Generative Event Pretraining with Foundation Model Alignment
This work addresses the problem of robust visual feature learning for event cameras, which is crucial for applications in fast motion and challenging illumination, but it is incremental as it builds on existing pretraining and alignment techniques.
The paper tackled the challenge of training event-based visual foundation models due to unique sensing characteristics and limited labeled data by proposing GEP, a two-stage framework that transfers semantic knowledge from image datasets to event data and learns event-specific temporal dynamics, resulting in outperforming state-of-the-art methods on tasks like object recognition, segmentation, and depth estimation.

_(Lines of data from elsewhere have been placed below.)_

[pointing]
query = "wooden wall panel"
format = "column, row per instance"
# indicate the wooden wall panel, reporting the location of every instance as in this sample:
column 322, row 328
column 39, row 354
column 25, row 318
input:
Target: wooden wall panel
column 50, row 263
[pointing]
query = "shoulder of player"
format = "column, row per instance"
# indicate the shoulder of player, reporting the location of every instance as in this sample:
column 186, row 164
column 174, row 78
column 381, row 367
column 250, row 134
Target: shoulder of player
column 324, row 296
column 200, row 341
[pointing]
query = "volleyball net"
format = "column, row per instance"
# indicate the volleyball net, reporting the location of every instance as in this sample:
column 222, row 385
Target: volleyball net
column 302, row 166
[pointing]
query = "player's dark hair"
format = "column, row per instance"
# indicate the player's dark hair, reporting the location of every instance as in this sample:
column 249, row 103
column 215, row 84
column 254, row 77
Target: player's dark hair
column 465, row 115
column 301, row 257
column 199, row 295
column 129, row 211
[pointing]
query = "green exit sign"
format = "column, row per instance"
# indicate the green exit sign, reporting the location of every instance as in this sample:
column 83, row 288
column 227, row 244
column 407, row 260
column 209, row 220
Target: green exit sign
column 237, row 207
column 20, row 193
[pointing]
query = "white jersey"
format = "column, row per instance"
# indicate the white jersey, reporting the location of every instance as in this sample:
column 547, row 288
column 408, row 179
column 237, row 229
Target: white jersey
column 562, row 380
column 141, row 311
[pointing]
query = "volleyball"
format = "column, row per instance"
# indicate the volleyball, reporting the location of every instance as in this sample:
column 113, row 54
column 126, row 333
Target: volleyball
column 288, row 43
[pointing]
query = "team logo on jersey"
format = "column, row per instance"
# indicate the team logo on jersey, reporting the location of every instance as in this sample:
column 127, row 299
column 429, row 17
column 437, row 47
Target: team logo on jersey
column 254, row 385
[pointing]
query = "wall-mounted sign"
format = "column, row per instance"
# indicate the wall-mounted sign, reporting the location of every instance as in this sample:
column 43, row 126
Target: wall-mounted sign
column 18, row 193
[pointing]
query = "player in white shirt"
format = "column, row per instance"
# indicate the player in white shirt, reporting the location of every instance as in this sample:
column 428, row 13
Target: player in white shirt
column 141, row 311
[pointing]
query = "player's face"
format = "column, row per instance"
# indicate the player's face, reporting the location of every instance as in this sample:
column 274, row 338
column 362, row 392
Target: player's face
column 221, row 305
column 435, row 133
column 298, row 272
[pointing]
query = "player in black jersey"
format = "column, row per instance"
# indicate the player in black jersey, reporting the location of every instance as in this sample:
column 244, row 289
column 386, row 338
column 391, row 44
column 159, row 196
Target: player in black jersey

Event cameras provide robust visual signals under fast motion and challenging illumination conditions thanks to their microsecond latency and high dynamic range. However, their unique sensing characteristics and limited labeled data make it challenging to train event-based visual foundation models (VFMs), which are crucial for learning visual features transferable across tasks. To tackle this problem, we propose GEP (Generative Event Pretraining), a two-stage framework that transfers semantic knowledge learned from internet-scale image datasets to event data while learning event-specific temporal dynamics. First, an event encoder is aligned to a frozen VFM through a joint regression-contrastive objective, grounding event features in image semantics. Second, a transformer backbone is autoregressively pretrained on mixed event-image sequences to capture the temporal structure unique to events. Our approach outperforms state-of-the-art event pretraining methods on a diverse range of downstream tasks, including object recognition, segmentation, and depth estimation. Together, VFM-guided alignment and generative sequence modeling yield a semantically rich, temporally aware event model that generalizes robustly across domains.